Traveling anglers know the island of Aitutaki, in the Cook Islands for its trophy bonefish. Not long ago, you could grab a fly rod, walk down by the market and with the wave of a hand and the exchange of paper walk away with a World Class bonefish. Never having made a cast.
To the island residents, bonefish represent a traditional table fare, one that helped families subsidize their diets when other fish weren’t available. Over time, some islanders grew fond of the fishy flesh that leaves a permanent aftertaste tattooed to the roof of your mouth, and gradually a market for the species sprung up.

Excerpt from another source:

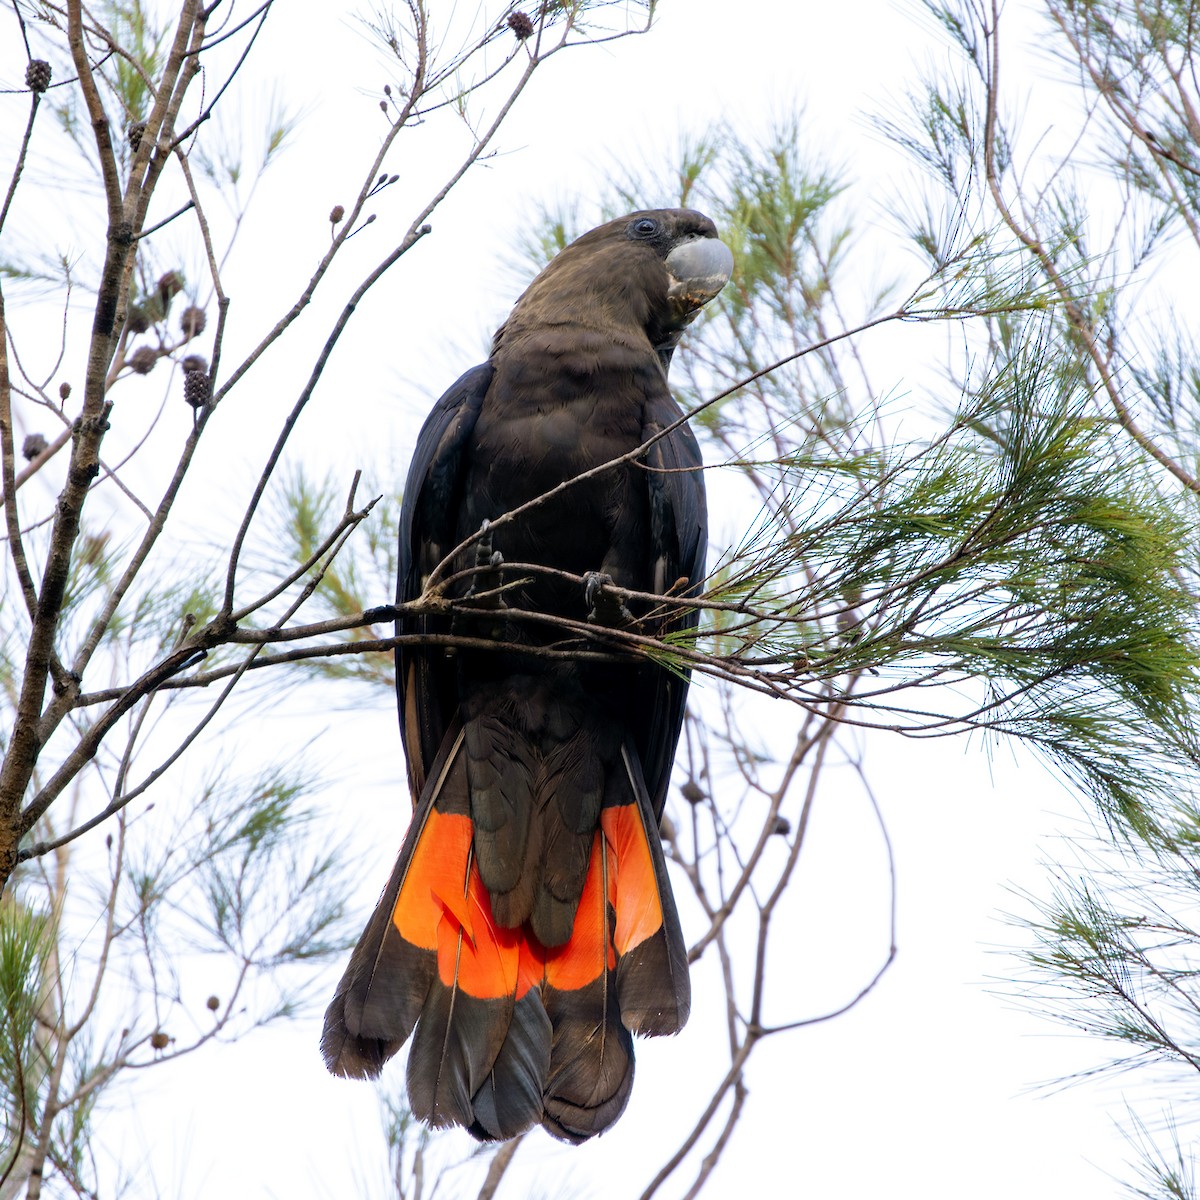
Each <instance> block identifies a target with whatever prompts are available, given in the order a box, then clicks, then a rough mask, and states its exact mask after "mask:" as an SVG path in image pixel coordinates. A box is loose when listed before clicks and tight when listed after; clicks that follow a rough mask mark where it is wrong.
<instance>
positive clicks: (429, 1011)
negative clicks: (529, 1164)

In fact, there was a time when the market on the island offered bonefish as part of its catch du jour, even though it was never really a commercially sought species. Only a handful of islanders targeted the gamefish with nets, part of a time honored island tradition based on knowledge of the species and it habits. The same knowledge required to confidently pursue the species for any type of living.
While many of the islanders do still like a pungent flavor and puzzle-skeleton approach to their meal along with a constant rolling of the tongue over your palate as you try to remove the aftertaste, bonefish for the most part have disappeared from the island markets, and for good reason: tourism.
The island of Aitutaki has become a targeted destination for anglers looking to take their wives and girlfriends on the “tropical vacation of a lifetime” with some fishing, and tops on the list of things to do on Aitutaki are snorkeling, kayaking, swimming and hanging out on some of the most beautiful beaches in the world…and going bonefishing. In theory, the tourism dollars generated by bonefish are becoming an ever increasing segment of the local economy to the point that the local bonefish population has traded their net marks for sore mouths.
It took the blessing of seven island villages, the work of the MMR—Cook Island Ministry of Marine Resources and an act of parliament to protect the bonefish of Aitutaki from commercial netting, although gill netting is still allowed in the lagoon. The majority of net fishing takes place outside the reef, but the general shift of any netting inside the lagoon has now shifted to targeting bonefish with light tackle and fly.
Itu Davey’s and his family are part of a handful of islanders that have seized the opportunity to direct their knowledge of the species towards a more profitable income that, while still focusing on catching bonefish as part of their living, is also dependant on releasing those fish to help sustain the population and provide sport on another day. Davey spent 12 months working with the MMR under the thumb of David Story, and when a local heavy hitter (Itu) shared the light with other natives, almost all serious netting in the lagoon came to a halt.
As part of the Bonefish Management Plan all anglers are required to drop $10 on a fishing license and all fishing guides must be licensed as well as having their first aid, radio and boat-master ticket. Only licensed guides can use the resource for commercial gains, so the old concept of flipping a few bucks to the hungriest-looking local with a boat no longer floats. Instead, you have to use the licensed guides, an incentive for islanders to turn to guiding for a living.
Certain portions of the lagoon system have been set aside as “Guide Only” areas, which means you have to be fishing with a local guide to chase bonefish in those areas. And when you have half the bonefish flats and all the local knowledge, it’s just a matter of time before you have all the anglers.
The Aitutaki Bonefish Management Plan removes the fish from commercial sale while essentially establishing a fishery and economic engine for the island based on sport fishing. It’s a totally new approach for the islanders, one which has been embraced by the most knowledgeable bonefishermen on the island, many who have traded their nets for fly rods and push poles, and are now part of the eight registered and licensed fishing guides on the island.
While some of the regular visitors to the island have been “put off” by the new regulations and having to “pay” for a fishing license, the new license fee will allow the Ministry of Tourism to compile information on the number of anglers targeting bonefish on Aitutaki, figures that help solidify the value of the fish and the fishery to the Island Council and have initially led to the protection of 780 hectares of lagoon—a substantial commitment with the potential for tremendous long-term results.
The majority of grumbling from regular visitors relates to the “Guide Only” areas of the lagoon, which now prohibits those fishing without a guide from access to some of the best waters on the Island. But for the economic engine to drive fishery related protections, it’ll have to put the locals behind the wheel. In essence, knowing you’re going to fish the best areas with a guide encourages using a guide, which creates the jobs that build the Bonefish Management Plan and eventually leads to more protections in the lagoon. So it’s a trade-out, unrestricted fishing for everyone and netting of the bonefish for table fare, or ten bucks and a handful of areas you can’t fish on your own. Most bonefish anglers don’t have to be physicists to know what matters.